The second round of the Listed Places of Worship Roof Repair Fund opens to applications today. Applications will be accepted for 12 weeks, with a deadline of Friday, 26 February 2016. The Chancellor made the welcome announcement in his Autumn Statement last week that the full £25 million pledged for the Fund in the 2015 Budget in March will remain in place. It is anticipated that awards will be allocated in early summer 2016.
Applications for grants between £10,000 and £100,000 will be accepted from listed places of worship across the UK, where roof and rainwater goods repairs are deemed to be urgent. Works must have been identified by a professional architect or surveyor as necessary within two years. Both unsuccessful applicants under the initial scheme and new applicants will be able to apply, provided that they meet the current criteria.

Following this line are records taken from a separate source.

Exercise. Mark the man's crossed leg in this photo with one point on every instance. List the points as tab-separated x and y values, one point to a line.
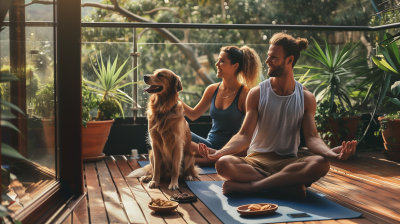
292	179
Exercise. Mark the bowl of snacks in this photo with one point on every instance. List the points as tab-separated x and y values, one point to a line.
184	197
257	209
160	205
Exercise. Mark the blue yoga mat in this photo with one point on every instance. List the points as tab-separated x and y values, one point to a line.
224	207
206	170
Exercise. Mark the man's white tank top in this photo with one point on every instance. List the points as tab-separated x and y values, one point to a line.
279	121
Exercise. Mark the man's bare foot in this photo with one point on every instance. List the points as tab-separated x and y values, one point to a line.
298	191
229	187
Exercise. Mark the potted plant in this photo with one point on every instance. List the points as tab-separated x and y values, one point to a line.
44	108
336	122
389	62
390	124
109	96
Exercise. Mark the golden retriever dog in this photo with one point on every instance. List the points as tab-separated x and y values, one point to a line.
169	133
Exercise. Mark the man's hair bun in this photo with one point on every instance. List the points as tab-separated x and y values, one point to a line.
302	43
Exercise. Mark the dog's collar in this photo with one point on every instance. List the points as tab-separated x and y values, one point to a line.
176	104
170	110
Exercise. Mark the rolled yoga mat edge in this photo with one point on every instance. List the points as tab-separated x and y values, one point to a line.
224	207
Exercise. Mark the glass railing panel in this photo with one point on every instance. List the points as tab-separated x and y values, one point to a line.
186	59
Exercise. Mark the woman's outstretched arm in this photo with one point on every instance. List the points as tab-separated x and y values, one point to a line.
203	105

The Fund is being administered by a dedicated team appointed by the National Heritage Memorial Fund. Contact details for the team and the full guidance documents are available on the website: www.lpowroof.org.uk. ChurchCare will also be providing support and guidance centrally to dioceses and to parishes interested in applying.
The Rt Hon Canon Sir Tony Baldry, Chair of the Church Buildings Council, said, “I encourage all parishes that are eligible to submit an application. The process of applying has been kept simple and, for those that are successful, the benefits of making the church building watertight are immeasurable. This is not only about securing our historic buildings against damage, but about allowing worship to continue and about enabling parishes to think about the potential for extending use of their buildings to the wider community. The anecdotes we have heard from successful applicants in the first round clearly show how the grants have energised and revitalised parishes.”
Earlier this year, nearly 400 Church of England parishes were offered grants in the first round of awards from the Roof Repair Fund. These grants came out of total funding package of £30 million, distributed between 502 listed places of worship.